Слово как «основная единица языка, которую мы наблюдаем на каждом уровне его, выступающую разными своими сторонами» [5, 5], всегда имеет собственное значение, но ввиду свойственной ему грамматической подвижности и свободной лексической сочетаемости подвержено влиянию контекстной семантики, которая возникает при определенном речевом употреблении. Такая «приобретенная» семантика (включая спонтанную, авторскую, и даже порой искаженную, не отвечающую законам логики), имеет тенденцию закрепляться за словом и становиться общеупотребительной.
Изначально не свойственные конкретному слову, значения как правило относятся к особому разряду, которые в научной литературе обозначаются как эмоционально-экспрессивная лексика [6], эмоционально-оценочная лексика [7; 8; 9] и другими составными терминами. Поскольку все существующие термины, обозначающие этот семантический разряд слов, так или иначе сообщают о присутствии субъективной оценки, эмоциональности и интенсивности, выразительности и образности, то, на наш взгляд, целесообразно для их обозначения опираться на термин экспрессивность, выступающий как результат взаимодействия всех указанных категорий [10], а единицы этого разряда обозначать экспрессивами.

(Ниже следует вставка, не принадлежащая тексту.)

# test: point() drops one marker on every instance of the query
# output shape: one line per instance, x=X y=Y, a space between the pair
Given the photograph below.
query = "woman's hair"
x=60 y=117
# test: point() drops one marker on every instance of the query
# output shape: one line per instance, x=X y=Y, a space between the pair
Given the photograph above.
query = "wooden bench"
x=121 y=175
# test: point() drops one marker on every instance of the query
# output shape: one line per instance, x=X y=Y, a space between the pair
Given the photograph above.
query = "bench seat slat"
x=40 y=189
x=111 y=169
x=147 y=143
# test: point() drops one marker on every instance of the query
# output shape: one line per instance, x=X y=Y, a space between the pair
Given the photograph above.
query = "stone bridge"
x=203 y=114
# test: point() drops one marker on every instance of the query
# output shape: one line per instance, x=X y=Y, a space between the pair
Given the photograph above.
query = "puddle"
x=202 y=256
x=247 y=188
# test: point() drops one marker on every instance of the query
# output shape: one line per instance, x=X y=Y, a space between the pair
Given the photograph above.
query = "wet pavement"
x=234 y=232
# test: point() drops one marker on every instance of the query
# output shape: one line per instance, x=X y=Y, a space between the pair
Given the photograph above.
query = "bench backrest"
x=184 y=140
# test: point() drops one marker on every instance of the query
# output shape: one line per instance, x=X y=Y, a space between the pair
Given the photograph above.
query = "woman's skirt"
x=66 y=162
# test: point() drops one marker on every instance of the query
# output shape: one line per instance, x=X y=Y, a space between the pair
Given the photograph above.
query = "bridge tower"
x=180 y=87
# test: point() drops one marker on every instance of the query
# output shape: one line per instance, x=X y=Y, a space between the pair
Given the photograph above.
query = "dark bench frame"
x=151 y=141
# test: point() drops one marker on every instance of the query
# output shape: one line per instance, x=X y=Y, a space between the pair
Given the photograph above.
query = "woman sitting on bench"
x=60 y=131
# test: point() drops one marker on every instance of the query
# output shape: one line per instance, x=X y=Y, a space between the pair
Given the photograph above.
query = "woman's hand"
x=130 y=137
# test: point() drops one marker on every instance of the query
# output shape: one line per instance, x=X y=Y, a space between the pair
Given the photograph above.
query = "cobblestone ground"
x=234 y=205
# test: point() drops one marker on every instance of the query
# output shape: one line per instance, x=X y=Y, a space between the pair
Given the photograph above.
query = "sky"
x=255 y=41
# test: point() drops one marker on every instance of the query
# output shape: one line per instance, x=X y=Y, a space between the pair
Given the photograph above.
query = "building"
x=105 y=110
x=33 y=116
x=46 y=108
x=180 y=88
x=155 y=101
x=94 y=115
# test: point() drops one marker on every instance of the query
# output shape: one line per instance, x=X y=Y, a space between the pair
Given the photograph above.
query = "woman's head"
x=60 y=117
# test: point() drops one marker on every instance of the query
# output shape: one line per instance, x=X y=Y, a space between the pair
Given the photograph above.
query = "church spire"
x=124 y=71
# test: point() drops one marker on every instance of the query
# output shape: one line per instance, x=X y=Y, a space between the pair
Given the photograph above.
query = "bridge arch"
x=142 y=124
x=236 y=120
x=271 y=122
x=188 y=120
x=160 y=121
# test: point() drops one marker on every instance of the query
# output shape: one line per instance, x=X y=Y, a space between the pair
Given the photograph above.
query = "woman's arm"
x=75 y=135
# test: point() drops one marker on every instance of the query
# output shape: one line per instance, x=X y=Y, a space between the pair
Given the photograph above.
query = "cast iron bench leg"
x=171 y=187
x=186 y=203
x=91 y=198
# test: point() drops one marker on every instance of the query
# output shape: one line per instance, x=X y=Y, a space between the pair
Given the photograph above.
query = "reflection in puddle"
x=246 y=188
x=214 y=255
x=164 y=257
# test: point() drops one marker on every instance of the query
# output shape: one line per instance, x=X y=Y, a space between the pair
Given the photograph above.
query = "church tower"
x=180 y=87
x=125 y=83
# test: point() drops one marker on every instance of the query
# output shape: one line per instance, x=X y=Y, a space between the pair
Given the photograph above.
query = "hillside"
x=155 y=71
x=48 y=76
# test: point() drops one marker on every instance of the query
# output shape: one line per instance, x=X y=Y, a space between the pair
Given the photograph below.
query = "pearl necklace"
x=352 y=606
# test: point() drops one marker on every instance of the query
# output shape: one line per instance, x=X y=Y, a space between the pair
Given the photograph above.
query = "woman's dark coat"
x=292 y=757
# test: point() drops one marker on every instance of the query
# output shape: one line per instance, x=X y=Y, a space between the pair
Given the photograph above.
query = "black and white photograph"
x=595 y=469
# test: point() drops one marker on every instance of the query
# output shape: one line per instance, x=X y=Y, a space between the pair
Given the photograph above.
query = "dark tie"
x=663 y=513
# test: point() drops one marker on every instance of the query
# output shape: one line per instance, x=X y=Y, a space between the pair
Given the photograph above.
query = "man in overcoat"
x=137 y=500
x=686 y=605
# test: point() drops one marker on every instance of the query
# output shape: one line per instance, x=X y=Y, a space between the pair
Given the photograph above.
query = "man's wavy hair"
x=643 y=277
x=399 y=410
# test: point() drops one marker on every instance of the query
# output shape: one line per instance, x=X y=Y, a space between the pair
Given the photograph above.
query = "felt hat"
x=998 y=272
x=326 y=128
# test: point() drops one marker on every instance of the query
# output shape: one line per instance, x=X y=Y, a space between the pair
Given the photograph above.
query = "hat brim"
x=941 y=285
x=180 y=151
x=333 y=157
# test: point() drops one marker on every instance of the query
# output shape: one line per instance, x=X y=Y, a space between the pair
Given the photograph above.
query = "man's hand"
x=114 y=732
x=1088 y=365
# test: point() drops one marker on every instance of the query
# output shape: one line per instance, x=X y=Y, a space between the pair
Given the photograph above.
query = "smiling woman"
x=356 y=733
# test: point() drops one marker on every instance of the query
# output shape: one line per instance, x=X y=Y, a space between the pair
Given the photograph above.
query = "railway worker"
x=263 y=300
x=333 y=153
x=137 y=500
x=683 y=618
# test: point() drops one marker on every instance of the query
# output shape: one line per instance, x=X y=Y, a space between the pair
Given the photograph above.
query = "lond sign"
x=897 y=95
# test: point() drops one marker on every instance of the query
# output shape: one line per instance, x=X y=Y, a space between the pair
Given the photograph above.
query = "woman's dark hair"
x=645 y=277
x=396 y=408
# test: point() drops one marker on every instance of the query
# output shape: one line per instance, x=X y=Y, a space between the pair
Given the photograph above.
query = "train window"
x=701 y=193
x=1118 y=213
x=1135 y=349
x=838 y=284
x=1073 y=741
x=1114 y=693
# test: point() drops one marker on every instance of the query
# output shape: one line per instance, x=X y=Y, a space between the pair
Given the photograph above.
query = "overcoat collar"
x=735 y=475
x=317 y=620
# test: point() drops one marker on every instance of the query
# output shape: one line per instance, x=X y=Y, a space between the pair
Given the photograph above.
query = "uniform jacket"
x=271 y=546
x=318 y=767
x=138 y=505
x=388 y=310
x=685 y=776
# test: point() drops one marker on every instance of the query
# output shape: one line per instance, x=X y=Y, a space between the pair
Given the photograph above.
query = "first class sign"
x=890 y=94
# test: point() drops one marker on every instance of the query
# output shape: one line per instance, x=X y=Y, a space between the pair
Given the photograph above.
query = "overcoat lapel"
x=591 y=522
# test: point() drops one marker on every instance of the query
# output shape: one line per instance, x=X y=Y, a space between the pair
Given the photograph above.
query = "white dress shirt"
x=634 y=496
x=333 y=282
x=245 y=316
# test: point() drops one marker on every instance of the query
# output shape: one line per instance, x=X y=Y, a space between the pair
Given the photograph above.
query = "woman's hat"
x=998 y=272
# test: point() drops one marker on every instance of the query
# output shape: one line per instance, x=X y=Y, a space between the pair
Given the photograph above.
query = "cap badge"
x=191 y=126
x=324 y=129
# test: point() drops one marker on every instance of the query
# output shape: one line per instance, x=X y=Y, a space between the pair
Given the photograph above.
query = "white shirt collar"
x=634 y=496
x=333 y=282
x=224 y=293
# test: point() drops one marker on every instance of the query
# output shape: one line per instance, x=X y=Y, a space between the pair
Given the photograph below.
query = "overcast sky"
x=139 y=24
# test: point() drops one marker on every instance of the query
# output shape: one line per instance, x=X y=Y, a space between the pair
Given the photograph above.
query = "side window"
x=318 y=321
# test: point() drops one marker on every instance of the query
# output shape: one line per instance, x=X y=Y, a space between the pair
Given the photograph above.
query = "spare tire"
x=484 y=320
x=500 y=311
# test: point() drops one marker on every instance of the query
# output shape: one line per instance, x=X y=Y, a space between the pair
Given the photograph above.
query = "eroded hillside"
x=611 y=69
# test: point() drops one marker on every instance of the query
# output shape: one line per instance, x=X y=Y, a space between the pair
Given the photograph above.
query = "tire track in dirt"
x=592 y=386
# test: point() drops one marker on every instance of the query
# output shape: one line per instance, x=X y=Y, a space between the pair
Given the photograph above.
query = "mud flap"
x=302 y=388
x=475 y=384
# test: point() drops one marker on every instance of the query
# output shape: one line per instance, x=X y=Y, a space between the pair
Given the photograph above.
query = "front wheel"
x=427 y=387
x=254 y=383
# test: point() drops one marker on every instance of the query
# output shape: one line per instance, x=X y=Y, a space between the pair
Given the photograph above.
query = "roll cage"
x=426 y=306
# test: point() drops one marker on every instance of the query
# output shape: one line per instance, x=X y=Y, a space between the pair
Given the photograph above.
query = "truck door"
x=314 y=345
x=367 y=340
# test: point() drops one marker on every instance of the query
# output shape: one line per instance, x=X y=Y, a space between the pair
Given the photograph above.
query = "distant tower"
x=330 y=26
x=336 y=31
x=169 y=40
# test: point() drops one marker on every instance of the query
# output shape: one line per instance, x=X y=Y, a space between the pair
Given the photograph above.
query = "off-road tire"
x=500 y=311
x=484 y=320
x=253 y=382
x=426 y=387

На протяжении многих лет субъективность, возникающая в речи, самостоятельно не рассматривалась, позже определялась как дополнительный компонент семантики слова [11], затем была отнесена к сложным и «опасным» лингвистическим категориям [12]. Наконец, эмоциональность как проявление субъективности закрепилась в лингвистике как самостоятельная категория языка, способная выражаться при помощи лексико-грамматических средств [13; 14; 15; 12]. Надо сказать, что при этом «опасность» данной категории не ослабла, поскольку безграничные возможности лексических единиц постоянно раздвигают границы семантики слова, в том числе и контекстной.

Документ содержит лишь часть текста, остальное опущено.